Что там говорил этот итальянец, монах-расстрига. Труд уничтожил Золотой Век и породил несправедливость, нужду и неравенство. А исправить это можно еще большим трудом.
Он не должен останавливаться, как не могут остановиться плодоносные времена года. Даже Зима не застывает в неподвижности, но вынашивает в холодном сердце Весну. Он должен трудиться, и не ради себя самого; закатать рукава и смиренно трудиться. Миропомазав главу, Бог не отнял силу у его рук.
Что же он должен сделать? Прежний страх овладел его сердцем. Сделать он ничего не мог. Все, что он пытался свершить, закончено не было; на нем проклятье или грех, изъян, словно косоглазие или колченогость; он говорит одному: приди — и тот уходит; говорит другому: уйди — и тот является.

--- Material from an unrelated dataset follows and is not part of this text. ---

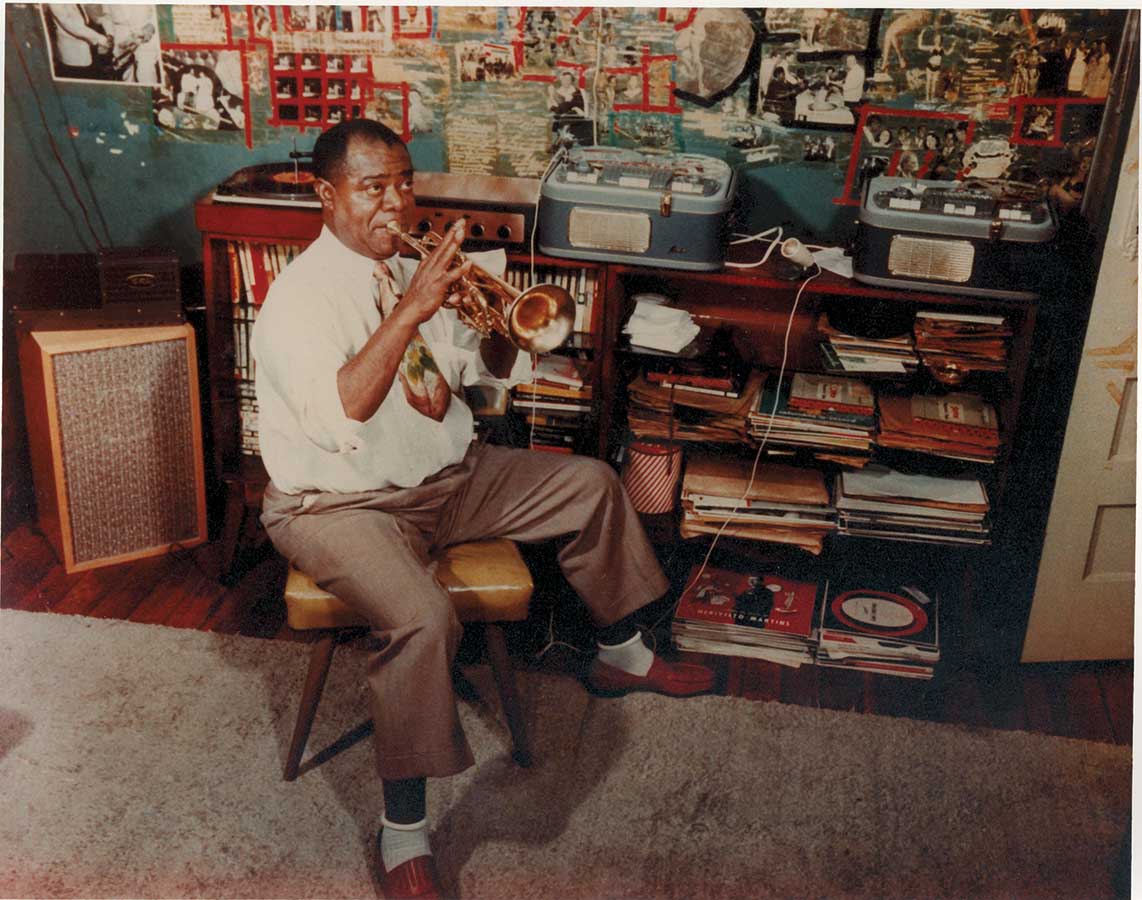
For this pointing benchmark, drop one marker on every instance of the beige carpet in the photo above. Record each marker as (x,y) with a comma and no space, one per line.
(142,761)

Итальянец говорил: он знает, что нужно сделать и как. Полагая, что сам он знает лучше, император тогда не дал себе труда выслушать.

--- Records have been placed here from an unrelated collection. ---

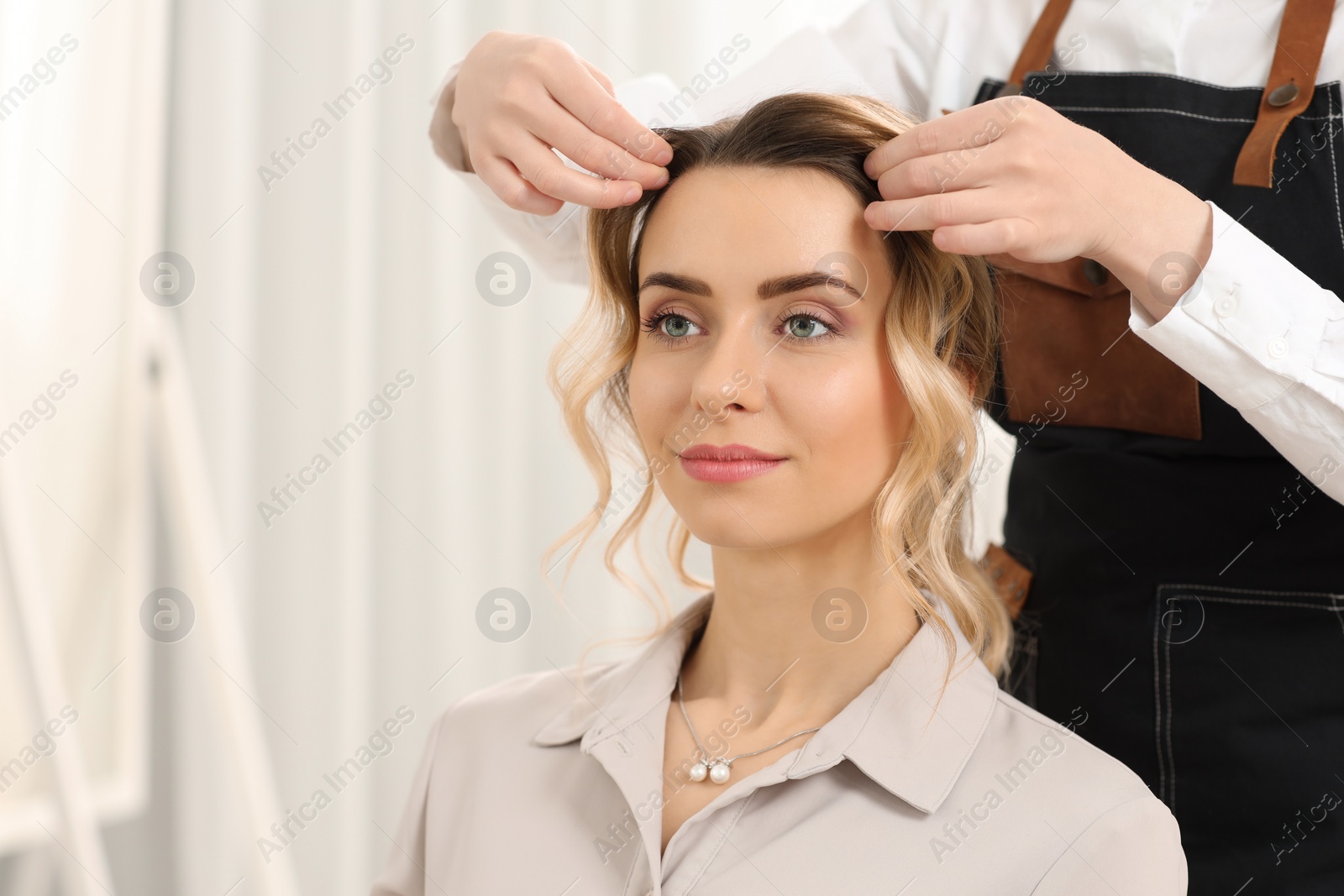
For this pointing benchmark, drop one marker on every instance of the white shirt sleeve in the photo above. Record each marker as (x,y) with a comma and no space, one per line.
(1267,340)
(869,53)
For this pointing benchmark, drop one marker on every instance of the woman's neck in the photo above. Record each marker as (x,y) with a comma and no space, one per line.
(766,645)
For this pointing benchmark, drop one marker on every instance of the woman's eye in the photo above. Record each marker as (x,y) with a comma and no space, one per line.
(806,327)
(669,325)
(676,327)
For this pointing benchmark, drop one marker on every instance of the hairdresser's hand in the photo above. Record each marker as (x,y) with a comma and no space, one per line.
(517,97)
(1015,176)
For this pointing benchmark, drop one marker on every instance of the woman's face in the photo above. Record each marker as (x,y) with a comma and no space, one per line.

Любовь, Память, Матезис. Как он там говорил. Но Любовь из них больше.
«Позовите его снова», — сказал император. От неожиданно прозвучавшего приказа все вздрогнули.
«Позвать…» — подсказал поспешивший к нему Страда.
«Того итальянского монаха. Вы знаете: Браун или Бруин, невысокий парень, на медведя похож; ну, вспомните!»
«Бруно».
«Позовите его снова».
Страда поклонился, быстро попятился и, едва оказавшись за дверью, кликнул слуг.
«Позвать его снова. Маленький итальянец, Брунус Ноланус Италус».
Слуги позвали других слуг и направили тех в город, на квартиру Бруно в «Золотой репке», в библиотеки, школы и таверны; они отправили записку в Тршебонь, спрашивая Джона Ди, куда делся этот человек. Но никто не знал.